For most of her life, Jade Walker was convinced that the excruciating pain she endured was simply a “normal part of being a woman”.
It was a phrase recounted by countless different doctors and specialists she saw as she sought answers about her health.
The 33-year-old got her first period when she was just 11, and soon after began suffering from debilitating period pain that affected every aspect of her life.
Over time, the agony worsened for Jade, from Geelong, Victoria, leading her to dread each menstrual cycle.
For people who menstruate, having a period can mean dealing with uncomfortable bloating, cramping and mood swings. But for Jade, that time of the month meant missing school, social activities and spending days in bed sobbing in pain.
“I’d be screaming and crying on my hands and knees from the pain,” the mum told news.com.au.
“I remember I would be trying to make my way down the hallway at home, just begging for someone to make it stop. It was horrible.
“It was my norm. I went to different doctors many times, and they’d offer things like Ponstan (an anti-inflammatory painkiller used to treat period pain) or just over the counter drugs.
“But nothing helped. It wouldn’t even touch the sides.
“Then I was put on the contraceptive pill, which is common as a first-line solution for period pain. But I hated the way it made me feel, so I came off it.”
Fight for answers
Miss Walker lived like this throughout her teen years, until she turned 20 and decided to take matters into her own hands.
With her mum, a former nurse, by her side, she plucked up the courage to demand answers from her doctor — but again, was let down by their response.
“My mum actually suspected it could be endometriosis – a disease where tissue similar to the lining of the uterus grows outside the uterus – but nobody had diagnosed me,” she explained.
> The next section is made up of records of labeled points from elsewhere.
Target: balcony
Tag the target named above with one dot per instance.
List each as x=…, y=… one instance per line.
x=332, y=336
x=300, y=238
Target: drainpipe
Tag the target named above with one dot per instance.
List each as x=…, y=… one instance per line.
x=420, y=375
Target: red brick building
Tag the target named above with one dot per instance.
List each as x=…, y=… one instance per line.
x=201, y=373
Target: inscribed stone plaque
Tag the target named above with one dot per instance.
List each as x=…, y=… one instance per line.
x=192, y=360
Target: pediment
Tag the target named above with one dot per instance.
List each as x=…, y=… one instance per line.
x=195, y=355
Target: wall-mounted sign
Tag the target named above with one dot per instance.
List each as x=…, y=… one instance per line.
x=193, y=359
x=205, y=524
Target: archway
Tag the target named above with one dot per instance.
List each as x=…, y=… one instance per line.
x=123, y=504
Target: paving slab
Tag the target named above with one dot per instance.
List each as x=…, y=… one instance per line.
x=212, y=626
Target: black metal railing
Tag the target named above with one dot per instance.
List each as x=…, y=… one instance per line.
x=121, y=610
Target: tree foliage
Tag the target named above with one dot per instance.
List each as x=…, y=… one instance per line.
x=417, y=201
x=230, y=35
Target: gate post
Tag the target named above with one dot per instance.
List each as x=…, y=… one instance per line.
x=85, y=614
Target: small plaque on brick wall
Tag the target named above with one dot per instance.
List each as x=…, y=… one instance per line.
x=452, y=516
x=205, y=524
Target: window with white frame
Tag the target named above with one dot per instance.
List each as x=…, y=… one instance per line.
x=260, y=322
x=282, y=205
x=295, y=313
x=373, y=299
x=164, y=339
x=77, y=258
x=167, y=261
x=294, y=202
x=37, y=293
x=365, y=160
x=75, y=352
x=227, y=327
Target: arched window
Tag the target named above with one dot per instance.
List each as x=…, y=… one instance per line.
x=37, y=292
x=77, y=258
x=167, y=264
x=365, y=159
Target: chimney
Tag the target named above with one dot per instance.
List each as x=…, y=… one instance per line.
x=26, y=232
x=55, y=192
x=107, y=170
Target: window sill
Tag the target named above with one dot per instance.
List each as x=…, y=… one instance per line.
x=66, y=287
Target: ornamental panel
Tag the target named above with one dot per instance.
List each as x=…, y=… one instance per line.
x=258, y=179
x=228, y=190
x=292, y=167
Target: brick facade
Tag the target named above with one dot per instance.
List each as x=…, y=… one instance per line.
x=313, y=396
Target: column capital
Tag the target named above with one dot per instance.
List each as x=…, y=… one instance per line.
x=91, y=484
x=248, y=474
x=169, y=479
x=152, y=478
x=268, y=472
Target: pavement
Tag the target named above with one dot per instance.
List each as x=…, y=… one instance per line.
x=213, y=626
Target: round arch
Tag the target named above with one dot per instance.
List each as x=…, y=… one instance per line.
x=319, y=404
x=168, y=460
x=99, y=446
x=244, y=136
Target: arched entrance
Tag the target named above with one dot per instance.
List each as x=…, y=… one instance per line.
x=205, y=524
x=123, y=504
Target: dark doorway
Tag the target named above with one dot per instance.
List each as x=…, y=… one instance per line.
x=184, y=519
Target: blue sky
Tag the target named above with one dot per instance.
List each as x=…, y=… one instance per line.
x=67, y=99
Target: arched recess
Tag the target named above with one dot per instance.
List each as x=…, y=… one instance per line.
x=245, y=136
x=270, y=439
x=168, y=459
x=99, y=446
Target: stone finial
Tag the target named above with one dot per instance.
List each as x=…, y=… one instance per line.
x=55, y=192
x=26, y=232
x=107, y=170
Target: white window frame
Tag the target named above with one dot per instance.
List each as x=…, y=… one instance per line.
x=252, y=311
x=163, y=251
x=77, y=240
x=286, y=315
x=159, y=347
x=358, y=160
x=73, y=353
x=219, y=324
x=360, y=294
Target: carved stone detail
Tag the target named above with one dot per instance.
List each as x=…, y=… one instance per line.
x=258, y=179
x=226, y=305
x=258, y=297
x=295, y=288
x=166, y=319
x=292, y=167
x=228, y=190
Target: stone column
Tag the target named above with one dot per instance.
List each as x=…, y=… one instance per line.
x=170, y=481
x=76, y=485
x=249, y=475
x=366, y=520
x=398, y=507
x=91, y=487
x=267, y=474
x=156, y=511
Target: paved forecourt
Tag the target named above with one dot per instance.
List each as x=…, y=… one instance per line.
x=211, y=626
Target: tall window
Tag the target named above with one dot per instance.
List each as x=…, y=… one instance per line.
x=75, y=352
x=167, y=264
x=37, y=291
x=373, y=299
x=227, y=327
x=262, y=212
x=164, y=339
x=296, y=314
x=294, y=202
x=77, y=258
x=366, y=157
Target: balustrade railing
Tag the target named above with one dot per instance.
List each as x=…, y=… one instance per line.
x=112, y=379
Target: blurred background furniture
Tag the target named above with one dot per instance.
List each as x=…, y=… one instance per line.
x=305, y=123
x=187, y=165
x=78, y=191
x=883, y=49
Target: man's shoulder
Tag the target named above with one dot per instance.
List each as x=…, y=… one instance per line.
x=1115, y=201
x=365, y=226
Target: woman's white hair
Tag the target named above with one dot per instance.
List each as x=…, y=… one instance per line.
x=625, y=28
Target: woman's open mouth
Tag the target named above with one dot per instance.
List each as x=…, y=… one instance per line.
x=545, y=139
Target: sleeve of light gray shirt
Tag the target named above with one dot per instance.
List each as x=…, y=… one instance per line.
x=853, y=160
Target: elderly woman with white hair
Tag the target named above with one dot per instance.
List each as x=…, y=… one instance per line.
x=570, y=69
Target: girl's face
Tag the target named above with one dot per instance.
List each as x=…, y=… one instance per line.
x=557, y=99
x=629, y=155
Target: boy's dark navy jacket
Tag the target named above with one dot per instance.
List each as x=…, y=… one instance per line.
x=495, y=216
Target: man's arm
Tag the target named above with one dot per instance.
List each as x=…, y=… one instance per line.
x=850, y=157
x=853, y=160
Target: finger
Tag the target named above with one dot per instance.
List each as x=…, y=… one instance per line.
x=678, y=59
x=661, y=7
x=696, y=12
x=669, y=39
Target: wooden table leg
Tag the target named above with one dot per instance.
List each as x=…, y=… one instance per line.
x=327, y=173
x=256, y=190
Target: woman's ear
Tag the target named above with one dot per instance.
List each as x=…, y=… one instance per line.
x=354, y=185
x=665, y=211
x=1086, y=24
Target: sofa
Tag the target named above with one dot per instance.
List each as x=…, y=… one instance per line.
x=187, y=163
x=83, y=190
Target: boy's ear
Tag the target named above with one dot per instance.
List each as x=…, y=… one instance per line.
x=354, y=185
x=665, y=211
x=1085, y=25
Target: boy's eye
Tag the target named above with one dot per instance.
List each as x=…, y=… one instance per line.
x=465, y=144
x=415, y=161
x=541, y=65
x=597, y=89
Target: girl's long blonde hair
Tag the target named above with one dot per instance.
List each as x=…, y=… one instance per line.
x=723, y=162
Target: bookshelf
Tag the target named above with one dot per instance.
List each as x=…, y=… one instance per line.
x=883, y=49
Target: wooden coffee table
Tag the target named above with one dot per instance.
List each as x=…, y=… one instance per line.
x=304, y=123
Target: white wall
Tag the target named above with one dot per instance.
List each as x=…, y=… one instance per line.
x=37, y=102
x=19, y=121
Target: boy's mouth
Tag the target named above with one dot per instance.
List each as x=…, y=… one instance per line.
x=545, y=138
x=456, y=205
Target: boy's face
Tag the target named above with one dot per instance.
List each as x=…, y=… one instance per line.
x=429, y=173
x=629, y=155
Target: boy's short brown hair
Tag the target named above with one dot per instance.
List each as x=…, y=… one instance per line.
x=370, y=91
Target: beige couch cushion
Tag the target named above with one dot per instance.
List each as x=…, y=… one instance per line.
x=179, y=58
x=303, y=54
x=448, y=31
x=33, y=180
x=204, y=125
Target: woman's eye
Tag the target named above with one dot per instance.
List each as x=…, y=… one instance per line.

“I was living at home at the time, and so Mum could see the pain I was in. She really encouraged me to keep pushing until I could get an answer.
“But again, like all the times before, they were dismissive. The doctor said, ‘well, you are a woman and this is normal’.
“But I knew it wasn’t. This time I put my foot down and said I wanted a referral to a gynaecologist.
“It was like drawing blood out of a stone. I saw the gyno, and she actually laughed at me.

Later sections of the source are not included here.